This talk is part of the NLP Seminar Series.

Resolving the Human Subjects Status of Machine Learning’s Crowdworkers

Divyansh Kaushik, Language Technologies Institute, Carnegie Mellon University
Date: 11:00am - 12:00 noon PT, Aug 11 2022
Venue: Zoom (link hidden)

Abstract

In recent years, machine learning (ML) has come to rely more heavily on crowdworkers, both for building bigger datasets and for addressing research questions requiring human interaction or judgment. Owing to the diverse tasks performed by crowdworkers, and the myriad ways the resulting datasets are used, it can be difficult to determine when these individuals are best thought of as workers, versus as human subjects. These difficulties are compounded by conflicting policies, with some institutions and researchers treating all ML crowdwork as human subjects research, and other institutions holding that ML crowdworkers rarely constitute human subjects. Additionally, few ML papers involving crowdwork mention IRB oversight, raising the prospect that many might not be in compliance with ethical and regulatory requirements. In this talk, I will focus on research in natural language processing to investigate the appropriate designation of crowdsourcing studies and the unique challenges that ML research poses for research oversight. Crucially, under the U.S. Common Rule, these judgments hinge on determinations of "aboutness", both whom (or what) the collected data is about and whom (or what) the analysis is about, a determination that can often be hard to make in ML. I will also discuss a potential loophole that exists in the Common Rule, where researchers can elude research ethics oversight by splitting data collection and analysis into distinct studies.
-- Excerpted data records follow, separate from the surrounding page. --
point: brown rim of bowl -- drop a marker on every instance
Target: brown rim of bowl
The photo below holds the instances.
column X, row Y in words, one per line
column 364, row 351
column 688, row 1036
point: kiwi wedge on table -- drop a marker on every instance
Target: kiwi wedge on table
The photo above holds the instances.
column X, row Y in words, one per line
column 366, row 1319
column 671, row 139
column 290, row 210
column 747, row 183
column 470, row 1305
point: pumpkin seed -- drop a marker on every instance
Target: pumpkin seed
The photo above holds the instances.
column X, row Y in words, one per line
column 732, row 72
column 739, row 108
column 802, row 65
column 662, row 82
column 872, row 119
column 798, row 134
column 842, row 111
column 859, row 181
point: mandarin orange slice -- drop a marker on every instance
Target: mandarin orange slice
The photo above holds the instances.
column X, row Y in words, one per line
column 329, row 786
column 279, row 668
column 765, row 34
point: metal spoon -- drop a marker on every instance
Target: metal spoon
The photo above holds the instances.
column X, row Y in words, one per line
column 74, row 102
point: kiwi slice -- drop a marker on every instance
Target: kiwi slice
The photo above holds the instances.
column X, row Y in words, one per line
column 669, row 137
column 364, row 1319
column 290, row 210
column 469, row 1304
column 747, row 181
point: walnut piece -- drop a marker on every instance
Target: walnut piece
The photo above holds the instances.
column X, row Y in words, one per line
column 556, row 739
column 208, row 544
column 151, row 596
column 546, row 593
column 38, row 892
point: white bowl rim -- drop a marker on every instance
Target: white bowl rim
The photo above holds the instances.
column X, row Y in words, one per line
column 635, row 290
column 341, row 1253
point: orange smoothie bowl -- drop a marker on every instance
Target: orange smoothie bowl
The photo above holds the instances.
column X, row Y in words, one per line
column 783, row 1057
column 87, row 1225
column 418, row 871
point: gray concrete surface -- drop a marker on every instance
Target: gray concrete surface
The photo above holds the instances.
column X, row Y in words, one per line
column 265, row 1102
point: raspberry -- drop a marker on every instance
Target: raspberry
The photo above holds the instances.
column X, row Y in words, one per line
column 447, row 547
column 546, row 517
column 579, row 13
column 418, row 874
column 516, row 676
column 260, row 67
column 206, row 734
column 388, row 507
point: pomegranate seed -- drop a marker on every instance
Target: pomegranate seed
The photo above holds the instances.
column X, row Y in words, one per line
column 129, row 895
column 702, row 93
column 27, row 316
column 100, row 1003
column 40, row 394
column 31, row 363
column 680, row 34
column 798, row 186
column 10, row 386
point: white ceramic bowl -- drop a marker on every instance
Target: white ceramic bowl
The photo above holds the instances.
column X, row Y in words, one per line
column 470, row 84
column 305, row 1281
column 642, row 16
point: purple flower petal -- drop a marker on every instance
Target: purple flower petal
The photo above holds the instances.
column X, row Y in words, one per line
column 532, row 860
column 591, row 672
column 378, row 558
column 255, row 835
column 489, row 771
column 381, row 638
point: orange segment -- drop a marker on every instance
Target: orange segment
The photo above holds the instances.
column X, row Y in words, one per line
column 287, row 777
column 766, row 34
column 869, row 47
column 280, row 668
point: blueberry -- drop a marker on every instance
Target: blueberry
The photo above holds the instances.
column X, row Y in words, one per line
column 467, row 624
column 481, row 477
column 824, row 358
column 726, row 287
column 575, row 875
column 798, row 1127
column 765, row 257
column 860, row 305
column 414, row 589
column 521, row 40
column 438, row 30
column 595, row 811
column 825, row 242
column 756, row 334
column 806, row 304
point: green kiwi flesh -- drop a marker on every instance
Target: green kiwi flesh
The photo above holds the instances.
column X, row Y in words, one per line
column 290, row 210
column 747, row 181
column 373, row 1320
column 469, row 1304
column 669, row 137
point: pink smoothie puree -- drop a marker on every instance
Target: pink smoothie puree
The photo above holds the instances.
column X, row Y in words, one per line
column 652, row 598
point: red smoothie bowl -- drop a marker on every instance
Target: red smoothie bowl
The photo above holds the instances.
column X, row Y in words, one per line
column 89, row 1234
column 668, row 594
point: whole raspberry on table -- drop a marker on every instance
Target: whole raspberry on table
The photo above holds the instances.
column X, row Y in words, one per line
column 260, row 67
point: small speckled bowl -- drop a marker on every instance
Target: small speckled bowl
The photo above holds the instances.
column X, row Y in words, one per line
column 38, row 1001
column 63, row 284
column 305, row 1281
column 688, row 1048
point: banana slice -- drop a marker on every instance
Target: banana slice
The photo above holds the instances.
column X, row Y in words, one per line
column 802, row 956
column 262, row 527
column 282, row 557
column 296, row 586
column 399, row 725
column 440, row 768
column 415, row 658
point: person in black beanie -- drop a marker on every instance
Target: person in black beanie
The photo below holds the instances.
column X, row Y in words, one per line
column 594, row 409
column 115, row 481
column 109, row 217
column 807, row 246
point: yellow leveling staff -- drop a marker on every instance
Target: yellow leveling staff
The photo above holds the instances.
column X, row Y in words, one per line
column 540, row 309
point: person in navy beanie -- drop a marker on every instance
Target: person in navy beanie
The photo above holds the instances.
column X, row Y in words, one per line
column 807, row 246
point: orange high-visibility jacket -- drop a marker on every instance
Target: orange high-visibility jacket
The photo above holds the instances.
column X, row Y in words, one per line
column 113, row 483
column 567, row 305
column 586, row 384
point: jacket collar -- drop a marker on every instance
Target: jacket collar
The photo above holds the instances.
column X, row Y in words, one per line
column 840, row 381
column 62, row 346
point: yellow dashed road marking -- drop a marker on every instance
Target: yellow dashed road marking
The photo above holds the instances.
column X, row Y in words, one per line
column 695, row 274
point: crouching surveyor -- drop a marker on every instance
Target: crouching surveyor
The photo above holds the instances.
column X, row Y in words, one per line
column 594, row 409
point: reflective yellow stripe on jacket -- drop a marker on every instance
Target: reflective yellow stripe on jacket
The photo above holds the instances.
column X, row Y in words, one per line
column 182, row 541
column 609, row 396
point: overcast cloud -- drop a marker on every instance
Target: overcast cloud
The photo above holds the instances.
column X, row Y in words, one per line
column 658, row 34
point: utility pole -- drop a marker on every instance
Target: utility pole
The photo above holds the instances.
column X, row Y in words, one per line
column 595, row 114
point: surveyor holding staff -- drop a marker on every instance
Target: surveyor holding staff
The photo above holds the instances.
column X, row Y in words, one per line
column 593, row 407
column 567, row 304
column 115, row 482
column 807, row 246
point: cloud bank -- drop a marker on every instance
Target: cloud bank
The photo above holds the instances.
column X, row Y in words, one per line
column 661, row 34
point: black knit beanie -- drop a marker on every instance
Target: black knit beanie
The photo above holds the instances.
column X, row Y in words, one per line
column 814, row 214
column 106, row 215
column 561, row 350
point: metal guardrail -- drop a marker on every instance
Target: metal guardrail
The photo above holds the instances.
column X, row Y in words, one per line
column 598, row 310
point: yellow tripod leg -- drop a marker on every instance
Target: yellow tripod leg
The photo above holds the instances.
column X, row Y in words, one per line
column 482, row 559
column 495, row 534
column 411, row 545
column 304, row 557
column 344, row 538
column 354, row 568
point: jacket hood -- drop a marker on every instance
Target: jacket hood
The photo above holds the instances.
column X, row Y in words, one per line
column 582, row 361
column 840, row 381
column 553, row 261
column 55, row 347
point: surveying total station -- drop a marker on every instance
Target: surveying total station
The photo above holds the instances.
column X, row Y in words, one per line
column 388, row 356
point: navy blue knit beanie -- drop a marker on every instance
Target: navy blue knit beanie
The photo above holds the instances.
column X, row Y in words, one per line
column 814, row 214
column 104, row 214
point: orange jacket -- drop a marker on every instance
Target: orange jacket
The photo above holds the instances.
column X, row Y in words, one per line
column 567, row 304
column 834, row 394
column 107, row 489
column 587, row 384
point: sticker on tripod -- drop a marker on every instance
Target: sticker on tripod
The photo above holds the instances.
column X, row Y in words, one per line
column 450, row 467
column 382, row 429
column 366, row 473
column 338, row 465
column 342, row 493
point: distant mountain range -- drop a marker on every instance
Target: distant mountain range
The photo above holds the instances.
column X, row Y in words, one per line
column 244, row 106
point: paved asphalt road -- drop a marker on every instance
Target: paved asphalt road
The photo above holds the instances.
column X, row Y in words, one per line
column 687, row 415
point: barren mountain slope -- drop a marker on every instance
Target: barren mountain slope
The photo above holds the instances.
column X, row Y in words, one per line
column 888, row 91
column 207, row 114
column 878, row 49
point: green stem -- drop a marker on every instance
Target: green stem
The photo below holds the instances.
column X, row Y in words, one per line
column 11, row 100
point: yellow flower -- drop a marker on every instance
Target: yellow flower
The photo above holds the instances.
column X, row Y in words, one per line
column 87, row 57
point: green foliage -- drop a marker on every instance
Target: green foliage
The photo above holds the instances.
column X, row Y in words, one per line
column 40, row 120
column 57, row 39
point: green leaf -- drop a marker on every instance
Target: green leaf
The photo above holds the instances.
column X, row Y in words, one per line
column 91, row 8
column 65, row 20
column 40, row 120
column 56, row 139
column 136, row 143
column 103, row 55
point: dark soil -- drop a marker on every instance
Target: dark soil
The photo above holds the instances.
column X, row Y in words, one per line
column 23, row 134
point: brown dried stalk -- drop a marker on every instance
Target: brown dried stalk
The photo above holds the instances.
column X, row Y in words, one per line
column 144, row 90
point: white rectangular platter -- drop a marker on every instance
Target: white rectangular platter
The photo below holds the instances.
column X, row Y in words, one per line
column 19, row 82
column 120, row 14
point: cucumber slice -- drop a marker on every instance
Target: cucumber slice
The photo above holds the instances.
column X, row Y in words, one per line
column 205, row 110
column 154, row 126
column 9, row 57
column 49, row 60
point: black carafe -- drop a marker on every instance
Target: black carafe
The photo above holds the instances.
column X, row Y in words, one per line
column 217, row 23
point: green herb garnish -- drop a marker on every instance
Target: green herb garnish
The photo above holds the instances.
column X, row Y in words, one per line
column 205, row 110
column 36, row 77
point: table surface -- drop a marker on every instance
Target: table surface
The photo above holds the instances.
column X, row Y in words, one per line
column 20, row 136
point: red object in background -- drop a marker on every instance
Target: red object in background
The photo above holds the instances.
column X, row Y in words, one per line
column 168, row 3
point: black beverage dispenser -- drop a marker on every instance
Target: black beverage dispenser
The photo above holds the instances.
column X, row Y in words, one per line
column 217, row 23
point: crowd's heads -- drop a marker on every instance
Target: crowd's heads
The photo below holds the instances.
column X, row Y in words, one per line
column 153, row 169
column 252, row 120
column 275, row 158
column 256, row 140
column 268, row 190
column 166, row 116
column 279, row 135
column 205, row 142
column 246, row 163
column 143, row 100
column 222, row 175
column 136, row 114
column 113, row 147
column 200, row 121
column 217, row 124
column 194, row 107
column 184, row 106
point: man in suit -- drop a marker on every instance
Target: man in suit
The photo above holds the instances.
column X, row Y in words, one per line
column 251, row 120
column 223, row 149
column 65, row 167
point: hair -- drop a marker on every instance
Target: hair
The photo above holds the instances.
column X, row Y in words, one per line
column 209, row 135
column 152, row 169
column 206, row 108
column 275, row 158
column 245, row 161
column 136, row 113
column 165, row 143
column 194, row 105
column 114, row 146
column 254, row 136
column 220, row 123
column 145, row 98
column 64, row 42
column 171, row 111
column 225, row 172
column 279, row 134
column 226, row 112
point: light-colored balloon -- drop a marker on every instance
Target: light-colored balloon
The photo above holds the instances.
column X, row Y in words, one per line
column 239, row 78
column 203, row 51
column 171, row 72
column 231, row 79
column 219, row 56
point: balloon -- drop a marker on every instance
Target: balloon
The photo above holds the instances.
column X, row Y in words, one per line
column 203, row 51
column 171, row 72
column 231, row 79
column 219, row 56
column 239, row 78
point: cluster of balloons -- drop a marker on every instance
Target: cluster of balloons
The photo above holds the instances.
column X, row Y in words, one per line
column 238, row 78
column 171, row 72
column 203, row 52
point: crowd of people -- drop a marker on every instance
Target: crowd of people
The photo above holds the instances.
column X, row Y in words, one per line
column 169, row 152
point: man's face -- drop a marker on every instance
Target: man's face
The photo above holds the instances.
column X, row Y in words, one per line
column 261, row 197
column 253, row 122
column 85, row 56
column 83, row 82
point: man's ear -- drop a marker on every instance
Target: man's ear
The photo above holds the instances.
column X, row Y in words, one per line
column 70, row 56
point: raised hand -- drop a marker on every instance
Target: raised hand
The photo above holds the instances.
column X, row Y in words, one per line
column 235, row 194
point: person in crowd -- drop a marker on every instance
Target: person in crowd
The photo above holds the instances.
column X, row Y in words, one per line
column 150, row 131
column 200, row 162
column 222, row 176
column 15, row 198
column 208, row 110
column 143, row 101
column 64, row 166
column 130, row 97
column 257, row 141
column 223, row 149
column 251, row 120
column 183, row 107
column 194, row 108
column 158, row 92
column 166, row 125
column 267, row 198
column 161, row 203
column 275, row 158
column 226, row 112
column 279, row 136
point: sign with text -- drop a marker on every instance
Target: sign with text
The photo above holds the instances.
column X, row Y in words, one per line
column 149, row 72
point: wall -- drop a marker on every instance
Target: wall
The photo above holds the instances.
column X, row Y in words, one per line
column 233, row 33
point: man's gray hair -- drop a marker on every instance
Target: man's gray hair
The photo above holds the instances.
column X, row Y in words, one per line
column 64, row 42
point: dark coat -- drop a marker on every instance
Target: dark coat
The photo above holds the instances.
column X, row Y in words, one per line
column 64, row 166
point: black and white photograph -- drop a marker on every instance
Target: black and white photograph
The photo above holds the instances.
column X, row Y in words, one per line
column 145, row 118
We offer several policy recommendations to address these concerns.

Bio

Divyansh Kaushik is a PhD Candidate at the Language Technologies Institute in the School of Computer Science at Carnegie Mellon University, and a Science and Technology Policy Fellow at the Federation of American Scientists. At CMU, he is part of the Approximately Correct Machine Intelligence (ACMI) Lab, and is advised by Dr. Eduard Hovy and Dr. Zachary Lipton. He is an Amazon Graduate Research Fellow and broadly, his research specifically focuses on exploring how we can use different forms of human feedback to robustify NLP systems. Over the years, my work has been supported by Amazon AI, Pricewaterhouse Coopers, and Facebook AI. His work has been recognized by several awards and presentations at top conferences. He frequently writes about several policy issues, with recent pieces appearing in Forbes, The Dispatch, and Issues in Science and Technology.